The wonders of nature, 1953 by Rene Magritte
Rene Magritte is among the best-known Surrealists. His visionary work has influenced artists such as Marcel Broodthaers, Robert Gober, and Allan McCollum, as well as the imager in many advertisements and popular movies. The Wonders of Nature (1953) illustrates fully Magritte's poetic sensibility. Here he has depicted two fish-headed lovers apparently joined in song. The painting betrays an affinity to fellow Surrealist Salvador Dali, yet conveys a greater sense of whimsy and humor than the more bizarre and sexually provocative works of Magritte's Catalonian contemporary.
The conventional mermaid form of the fish-tailed, human-torsoed creature is reversed in as Les Merveilles de la nature, making a creature of fantasy even more unreal.
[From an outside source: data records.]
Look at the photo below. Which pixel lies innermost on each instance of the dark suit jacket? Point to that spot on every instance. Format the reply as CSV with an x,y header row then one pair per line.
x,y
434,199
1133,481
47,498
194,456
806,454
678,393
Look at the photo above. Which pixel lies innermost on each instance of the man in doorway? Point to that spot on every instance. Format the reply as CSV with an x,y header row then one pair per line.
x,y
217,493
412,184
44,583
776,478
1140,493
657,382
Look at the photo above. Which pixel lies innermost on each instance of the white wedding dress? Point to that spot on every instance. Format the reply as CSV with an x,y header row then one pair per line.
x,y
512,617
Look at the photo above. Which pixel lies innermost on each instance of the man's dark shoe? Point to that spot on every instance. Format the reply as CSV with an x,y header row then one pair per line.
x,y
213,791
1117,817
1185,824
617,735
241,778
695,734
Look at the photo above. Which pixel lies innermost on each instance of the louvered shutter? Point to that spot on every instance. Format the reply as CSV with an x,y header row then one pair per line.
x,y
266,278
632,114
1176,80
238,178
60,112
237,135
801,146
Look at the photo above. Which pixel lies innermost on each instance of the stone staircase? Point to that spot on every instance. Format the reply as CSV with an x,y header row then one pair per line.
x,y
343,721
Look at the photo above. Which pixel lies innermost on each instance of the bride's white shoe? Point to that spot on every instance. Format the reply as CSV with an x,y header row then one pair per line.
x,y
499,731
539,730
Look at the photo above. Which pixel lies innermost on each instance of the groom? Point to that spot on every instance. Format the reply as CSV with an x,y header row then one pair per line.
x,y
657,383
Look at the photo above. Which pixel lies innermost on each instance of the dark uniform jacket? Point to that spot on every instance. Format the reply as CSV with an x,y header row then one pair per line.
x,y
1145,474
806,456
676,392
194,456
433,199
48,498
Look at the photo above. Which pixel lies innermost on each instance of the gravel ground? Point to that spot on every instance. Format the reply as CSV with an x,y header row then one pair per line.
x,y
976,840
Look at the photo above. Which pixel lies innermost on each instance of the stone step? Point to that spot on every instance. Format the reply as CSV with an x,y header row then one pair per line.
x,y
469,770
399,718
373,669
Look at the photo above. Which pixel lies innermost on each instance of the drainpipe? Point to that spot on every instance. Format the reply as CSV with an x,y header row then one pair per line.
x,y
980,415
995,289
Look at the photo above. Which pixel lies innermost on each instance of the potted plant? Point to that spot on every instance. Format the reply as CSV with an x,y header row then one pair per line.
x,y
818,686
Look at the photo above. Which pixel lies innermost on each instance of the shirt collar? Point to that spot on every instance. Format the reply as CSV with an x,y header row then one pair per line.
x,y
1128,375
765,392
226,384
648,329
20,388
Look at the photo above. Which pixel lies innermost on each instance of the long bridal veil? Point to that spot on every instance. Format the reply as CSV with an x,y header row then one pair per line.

Despite their petrification in stone, the figures appear to be very much alive, with an uncannily human quality, as Les Merveilles de la nature is exemplary of Magritte's use of the theme and appearance of petrification throughout the 1950s. The painting also contains visual elements found in earlier paintings, such as the ghost ship that blends with the waves on the horizon, which made its first appearance in The Seducer (1950), or the figures themselves, found in an earlier incarnation Collective Invention (1935).
Magritte, like many of the Surrealists, was well acquainted with the prose poem Les Chants de Maldoror by the nineteenth-century French poet Isidore Ducasse, who worked under the pseudonym Comte de Lautréamont. Among the illustrations that Magritte created for a 1948 edition of Lautréamont's work was a depiction of a fish with human legs sitting on a rock by the sea with a small ship coursing the waves in the distance. This association may account for the confusion over the painting's title, once given as The Lovers in a 1964 exhibition in Little Rock, Arkansas, and for a long time known at the MCA as Song of Love. Magritte had informed Joseph and Jory Shapiro, the original owners of the work, that the title was Le Chant d'amour. Yet, when asked by his friend Harry Torezyner at the time of his retrospective at The Museum of Modern Art in 1965, Magritte said that he could not remember the title. Research for the recent catalogue raisonné of Magritte's work revealed the painting's actual title and the date of creation, proving that the painting had been in a mermaid theme exhibition and a solo exhibition at La Siréne in Brussels in 1953, thereby identifying the sole work unaccounted for from this period, The Wonders of Nature (Merveilles de la nature).